Did you know that the IRS collects statistics from taxpayers to create profiles of average deductions? If you claim more than the average for your income range, the IRS's computer may select your return for further examination. The Inflation Reduction Act provided funding for the IRS to hire 87,000 new agents, causing concern among taxpayers that audit chances will increase. The Treasury Secretary promised no increased audit rates for those with income under $400,000, but there are no guarantees.

Nonetheless, tax experts agree that you should claim every deduction you are entitled to, even if your write‐offs exceed these statistical ranges for those who itemize. About 12.5% of individuals itemize their deductions. Just make sure to have the necessary proof of your eligibility and other records you are required to keep in case your return is examined.

How to Use This Book

This book is tied to Form 1040, U.S. Income Tax Return for Individuals. It can also be used for Form 1040‐SR, Income Tax Return for Seniors; a form specifically for seniors age 65 and older.

The chapters in this book are organized by subject matter so you can browse through them to find the subjects that apply to you or those in which you have an interest.

Each tax benefit is denoted by an icon to help you spot the type of benefit involved:

  • image Exclusion
  • image Above‐the‐line deduction
  • image Itemized deduction (a deduction taken after figuring adjusted gross income)
  • image Credit
  • imageOther benefit (e.g., a subtraction other than an above‐the‐line or itemized deduction that reduces income)

For each tax benefit you will find an explanation of what it is, starting with the maximum benefit or benefits you can claim if you meet all eligibility requirements. You'll learn the conditions or eligibility requirements for claiming or qualifying for the benefit. You'll find both planning tips to help you make the most of the benefit opportunity as well as pitfalls to help you avoid problems that can prevent your eligibility. You'll see where to claim the benefit (if reporting is required) on your tax return and what records you must retain to support your tax position.
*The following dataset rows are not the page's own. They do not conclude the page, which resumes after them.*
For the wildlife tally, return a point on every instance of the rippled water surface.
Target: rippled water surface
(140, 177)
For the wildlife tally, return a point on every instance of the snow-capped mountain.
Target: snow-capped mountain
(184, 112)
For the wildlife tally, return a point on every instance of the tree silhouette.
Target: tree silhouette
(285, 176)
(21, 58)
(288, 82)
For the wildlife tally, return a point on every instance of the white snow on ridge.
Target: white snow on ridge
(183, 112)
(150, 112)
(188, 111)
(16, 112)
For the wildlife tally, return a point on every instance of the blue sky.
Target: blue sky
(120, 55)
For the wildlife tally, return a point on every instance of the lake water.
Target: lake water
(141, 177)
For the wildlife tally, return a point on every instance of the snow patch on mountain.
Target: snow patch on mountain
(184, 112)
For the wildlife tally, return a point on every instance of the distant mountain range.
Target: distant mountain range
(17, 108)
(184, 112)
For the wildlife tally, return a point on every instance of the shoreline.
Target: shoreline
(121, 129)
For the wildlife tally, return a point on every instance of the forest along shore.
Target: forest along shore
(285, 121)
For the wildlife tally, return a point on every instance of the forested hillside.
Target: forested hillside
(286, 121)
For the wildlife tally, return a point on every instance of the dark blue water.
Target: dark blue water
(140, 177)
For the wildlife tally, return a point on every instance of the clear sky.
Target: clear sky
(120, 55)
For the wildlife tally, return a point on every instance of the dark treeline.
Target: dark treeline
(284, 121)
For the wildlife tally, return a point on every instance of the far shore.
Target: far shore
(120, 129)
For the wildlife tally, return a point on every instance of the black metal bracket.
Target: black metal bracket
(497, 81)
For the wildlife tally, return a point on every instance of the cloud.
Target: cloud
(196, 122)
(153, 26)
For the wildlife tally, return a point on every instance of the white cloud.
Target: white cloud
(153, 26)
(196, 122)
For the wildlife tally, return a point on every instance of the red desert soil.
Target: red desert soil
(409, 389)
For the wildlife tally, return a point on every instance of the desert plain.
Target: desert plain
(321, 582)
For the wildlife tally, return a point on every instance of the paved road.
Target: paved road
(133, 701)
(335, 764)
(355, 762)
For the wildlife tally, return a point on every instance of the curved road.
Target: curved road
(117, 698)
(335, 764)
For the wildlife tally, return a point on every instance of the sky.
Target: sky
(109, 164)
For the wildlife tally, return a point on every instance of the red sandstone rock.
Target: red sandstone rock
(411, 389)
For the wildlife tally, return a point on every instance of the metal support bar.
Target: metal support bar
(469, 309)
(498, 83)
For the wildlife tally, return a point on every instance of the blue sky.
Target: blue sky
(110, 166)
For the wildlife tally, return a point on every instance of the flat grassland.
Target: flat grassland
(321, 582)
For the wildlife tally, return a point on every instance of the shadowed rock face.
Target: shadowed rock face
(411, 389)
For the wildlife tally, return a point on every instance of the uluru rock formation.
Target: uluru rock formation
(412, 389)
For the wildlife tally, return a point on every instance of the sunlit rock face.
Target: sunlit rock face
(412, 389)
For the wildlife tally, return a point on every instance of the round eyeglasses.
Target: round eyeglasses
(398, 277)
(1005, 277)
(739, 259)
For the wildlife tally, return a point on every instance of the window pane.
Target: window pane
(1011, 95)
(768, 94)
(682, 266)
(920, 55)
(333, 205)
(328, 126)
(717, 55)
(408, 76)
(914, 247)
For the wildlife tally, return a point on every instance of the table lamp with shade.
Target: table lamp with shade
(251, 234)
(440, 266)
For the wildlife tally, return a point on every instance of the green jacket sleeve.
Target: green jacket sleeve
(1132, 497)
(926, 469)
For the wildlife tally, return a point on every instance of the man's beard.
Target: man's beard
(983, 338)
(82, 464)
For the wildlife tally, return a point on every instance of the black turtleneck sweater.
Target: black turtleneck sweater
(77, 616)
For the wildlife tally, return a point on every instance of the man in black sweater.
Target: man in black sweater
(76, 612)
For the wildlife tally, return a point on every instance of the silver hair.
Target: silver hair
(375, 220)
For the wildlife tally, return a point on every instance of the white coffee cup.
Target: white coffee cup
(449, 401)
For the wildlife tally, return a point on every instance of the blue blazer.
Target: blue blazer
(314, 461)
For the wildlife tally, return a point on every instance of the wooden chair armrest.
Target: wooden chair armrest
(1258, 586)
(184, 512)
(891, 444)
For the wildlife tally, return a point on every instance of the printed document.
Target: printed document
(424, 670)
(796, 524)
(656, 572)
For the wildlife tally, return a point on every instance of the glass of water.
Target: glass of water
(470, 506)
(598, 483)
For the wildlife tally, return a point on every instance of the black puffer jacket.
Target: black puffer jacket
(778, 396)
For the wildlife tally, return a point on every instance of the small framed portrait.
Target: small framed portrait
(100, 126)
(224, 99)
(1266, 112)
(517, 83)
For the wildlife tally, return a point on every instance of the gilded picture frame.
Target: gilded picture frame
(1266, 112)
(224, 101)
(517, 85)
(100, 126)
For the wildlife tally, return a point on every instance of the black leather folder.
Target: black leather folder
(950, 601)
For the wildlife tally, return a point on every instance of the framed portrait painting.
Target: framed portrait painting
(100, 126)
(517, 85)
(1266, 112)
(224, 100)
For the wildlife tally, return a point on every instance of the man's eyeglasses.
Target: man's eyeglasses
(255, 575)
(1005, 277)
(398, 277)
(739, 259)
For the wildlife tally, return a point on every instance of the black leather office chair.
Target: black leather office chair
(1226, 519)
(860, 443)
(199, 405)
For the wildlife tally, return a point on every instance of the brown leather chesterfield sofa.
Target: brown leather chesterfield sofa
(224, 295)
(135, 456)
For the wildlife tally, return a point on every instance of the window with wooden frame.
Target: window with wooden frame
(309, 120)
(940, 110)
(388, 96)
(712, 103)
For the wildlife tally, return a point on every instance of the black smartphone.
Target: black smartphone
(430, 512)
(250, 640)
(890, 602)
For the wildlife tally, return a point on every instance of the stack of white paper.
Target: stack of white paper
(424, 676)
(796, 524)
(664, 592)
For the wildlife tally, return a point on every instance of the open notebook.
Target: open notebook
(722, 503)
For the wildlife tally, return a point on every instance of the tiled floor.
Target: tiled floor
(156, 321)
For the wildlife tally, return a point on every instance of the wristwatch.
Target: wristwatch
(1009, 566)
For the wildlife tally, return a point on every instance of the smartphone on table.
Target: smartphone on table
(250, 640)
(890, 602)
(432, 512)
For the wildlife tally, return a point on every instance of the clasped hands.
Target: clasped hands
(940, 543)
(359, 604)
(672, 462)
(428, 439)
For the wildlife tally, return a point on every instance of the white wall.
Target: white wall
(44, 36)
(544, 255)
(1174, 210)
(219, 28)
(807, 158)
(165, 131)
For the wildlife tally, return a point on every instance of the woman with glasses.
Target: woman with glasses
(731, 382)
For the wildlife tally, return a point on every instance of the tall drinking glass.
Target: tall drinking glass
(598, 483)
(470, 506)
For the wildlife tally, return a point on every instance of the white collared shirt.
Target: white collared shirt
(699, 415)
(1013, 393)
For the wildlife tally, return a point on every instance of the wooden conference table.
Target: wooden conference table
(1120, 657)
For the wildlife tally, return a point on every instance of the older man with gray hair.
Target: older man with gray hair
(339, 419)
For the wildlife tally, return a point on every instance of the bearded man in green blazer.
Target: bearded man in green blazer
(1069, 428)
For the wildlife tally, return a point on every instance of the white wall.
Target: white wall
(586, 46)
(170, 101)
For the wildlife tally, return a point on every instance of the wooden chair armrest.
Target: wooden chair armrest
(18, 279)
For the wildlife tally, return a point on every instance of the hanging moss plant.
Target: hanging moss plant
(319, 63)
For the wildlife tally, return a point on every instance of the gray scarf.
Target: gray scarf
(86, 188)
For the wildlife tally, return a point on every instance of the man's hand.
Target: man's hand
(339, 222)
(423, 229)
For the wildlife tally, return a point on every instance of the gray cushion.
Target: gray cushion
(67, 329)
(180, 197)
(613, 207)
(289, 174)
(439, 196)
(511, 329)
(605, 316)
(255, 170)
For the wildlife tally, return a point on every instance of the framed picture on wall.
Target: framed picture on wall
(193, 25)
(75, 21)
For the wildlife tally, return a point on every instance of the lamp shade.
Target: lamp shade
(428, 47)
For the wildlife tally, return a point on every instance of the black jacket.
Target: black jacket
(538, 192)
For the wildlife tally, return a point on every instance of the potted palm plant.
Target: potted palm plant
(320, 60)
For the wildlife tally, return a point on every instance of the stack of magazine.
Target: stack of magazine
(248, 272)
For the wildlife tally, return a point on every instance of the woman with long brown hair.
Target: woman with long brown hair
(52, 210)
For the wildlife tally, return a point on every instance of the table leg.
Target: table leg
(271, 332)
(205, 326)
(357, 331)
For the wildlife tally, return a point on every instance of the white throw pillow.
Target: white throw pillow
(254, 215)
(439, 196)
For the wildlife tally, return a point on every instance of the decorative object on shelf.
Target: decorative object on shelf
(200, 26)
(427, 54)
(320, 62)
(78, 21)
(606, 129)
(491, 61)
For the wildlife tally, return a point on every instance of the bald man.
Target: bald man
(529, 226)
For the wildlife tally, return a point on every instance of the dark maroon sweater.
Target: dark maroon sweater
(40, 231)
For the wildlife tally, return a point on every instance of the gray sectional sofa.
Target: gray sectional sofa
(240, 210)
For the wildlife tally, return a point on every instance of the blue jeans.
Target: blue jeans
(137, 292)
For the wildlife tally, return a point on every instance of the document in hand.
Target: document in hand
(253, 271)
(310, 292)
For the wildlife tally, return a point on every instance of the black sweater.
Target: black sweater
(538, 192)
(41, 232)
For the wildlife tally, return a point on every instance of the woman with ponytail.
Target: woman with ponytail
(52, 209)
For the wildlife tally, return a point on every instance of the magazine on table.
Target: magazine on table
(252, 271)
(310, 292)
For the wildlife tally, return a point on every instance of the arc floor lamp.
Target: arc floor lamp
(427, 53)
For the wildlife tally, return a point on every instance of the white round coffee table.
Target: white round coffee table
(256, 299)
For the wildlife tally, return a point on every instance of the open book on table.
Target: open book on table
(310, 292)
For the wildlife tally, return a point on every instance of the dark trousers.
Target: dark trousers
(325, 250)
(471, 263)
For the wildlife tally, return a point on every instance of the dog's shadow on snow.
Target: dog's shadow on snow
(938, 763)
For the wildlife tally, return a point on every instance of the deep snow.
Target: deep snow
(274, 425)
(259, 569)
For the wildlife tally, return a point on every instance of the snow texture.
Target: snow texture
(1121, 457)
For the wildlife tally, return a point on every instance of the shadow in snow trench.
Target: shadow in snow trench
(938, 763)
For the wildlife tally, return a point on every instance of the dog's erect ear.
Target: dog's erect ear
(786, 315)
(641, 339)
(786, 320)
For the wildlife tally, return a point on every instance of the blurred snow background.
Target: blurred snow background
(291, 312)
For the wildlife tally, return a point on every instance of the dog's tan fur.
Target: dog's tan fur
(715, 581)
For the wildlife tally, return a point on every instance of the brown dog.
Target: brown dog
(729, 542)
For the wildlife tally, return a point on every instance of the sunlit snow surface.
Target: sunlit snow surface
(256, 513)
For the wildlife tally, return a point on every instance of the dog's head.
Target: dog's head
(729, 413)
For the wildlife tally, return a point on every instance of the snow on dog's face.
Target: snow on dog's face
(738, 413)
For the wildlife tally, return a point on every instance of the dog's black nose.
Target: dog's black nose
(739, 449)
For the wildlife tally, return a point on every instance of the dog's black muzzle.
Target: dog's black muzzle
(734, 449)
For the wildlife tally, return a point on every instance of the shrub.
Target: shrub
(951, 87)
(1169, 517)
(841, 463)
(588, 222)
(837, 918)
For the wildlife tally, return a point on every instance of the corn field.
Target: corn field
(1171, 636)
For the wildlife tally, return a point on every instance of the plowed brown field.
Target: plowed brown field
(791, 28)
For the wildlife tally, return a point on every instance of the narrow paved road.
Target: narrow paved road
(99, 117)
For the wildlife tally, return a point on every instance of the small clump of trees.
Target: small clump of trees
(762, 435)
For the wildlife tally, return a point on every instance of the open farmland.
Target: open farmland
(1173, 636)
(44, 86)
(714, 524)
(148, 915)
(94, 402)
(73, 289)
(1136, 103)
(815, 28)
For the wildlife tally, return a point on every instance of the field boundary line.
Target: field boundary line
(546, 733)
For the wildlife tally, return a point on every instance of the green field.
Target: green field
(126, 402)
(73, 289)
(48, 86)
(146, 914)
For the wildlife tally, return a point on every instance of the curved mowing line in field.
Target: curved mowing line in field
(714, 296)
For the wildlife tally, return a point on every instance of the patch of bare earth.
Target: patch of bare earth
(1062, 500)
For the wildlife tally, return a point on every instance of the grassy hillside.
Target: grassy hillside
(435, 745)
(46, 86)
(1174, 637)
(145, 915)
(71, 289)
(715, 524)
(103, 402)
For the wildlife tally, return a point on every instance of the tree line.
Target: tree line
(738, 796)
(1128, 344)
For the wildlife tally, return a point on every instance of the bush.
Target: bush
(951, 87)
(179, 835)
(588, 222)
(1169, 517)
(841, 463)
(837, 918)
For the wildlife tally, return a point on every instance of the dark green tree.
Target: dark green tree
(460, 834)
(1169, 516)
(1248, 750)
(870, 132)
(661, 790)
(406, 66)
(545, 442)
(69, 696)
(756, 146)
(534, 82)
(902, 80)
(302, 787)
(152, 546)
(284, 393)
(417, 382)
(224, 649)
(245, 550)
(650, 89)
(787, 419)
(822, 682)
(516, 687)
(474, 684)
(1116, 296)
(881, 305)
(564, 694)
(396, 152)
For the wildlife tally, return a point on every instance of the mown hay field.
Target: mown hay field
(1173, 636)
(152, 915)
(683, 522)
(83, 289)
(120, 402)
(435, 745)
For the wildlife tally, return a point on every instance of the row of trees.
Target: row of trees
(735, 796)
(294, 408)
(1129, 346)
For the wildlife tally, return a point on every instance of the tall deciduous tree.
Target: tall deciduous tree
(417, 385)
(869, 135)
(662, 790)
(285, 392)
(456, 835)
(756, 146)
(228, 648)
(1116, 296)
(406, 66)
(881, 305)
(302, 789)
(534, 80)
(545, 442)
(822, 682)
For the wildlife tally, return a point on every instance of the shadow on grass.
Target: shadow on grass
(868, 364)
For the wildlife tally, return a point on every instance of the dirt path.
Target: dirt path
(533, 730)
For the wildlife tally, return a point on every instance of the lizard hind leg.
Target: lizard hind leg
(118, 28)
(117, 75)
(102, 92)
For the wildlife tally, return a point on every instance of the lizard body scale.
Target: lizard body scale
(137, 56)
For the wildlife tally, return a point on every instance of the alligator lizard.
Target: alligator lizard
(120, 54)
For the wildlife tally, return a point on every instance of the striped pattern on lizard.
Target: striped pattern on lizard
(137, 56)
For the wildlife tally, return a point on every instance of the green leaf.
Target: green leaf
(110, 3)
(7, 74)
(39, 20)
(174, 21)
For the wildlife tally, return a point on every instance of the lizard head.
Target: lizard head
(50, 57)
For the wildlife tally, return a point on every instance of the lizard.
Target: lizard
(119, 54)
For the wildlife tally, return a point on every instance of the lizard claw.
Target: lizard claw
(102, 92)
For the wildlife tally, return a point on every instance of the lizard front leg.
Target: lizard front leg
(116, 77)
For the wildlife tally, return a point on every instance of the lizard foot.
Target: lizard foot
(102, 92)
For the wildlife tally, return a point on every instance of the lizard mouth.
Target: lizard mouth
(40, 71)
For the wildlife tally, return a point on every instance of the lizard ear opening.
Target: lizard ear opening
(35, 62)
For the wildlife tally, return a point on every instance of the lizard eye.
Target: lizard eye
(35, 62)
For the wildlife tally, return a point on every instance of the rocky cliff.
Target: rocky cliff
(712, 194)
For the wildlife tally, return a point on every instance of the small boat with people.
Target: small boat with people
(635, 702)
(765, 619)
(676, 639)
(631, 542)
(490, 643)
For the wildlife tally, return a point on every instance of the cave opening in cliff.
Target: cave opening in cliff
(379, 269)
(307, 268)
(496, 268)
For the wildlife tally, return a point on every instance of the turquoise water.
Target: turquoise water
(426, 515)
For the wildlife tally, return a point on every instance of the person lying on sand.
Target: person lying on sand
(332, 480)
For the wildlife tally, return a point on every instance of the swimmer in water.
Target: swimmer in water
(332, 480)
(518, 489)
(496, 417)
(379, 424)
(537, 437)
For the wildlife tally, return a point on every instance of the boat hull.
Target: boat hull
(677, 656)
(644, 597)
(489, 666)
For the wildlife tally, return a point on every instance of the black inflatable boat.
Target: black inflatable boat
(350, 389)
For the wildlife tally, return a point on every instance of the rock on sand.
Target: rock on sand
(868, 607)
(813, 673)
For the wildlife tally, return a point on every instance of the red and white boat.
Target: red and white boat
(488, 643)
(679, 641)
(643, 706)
You'll find dozens of examples to show you how other taxpayers have successfully taken advantage of the benefit. Over the years, taxpayers have been able to write off literally thousands of items; not every one is listed here because space does not allow it. And you'll learn what isn't allowed even though you might otherwise think so. There are references to free IRS publications on a variety of tax topics that you can download from the IRS website (www.irs.gov) or obtain free of charge by calling 800‐829‐1040.

You'll also see key dates for various actions, such as filing returns, contributing to retirement plans, and reporting foreign financial accounts to the U.S. Treasury. For example, the deadline for filing 2022 federal income tax returns is April 18, 2023.

In the appendices, you'll find a listing of items that can be adjusted each year to reflect cost‐of‐living changes so you can plan ahead, as well as a checklist of items that are tax free, and a checklist of items that are not deductible.

Throughout the book you will find alerts to possible changes to come. For a free update on tax developments, look for the Supplement to this book in February 2023, by going to www.jklasser.com, as well as to my website, www.BigIdeasForSmallBusiness.com.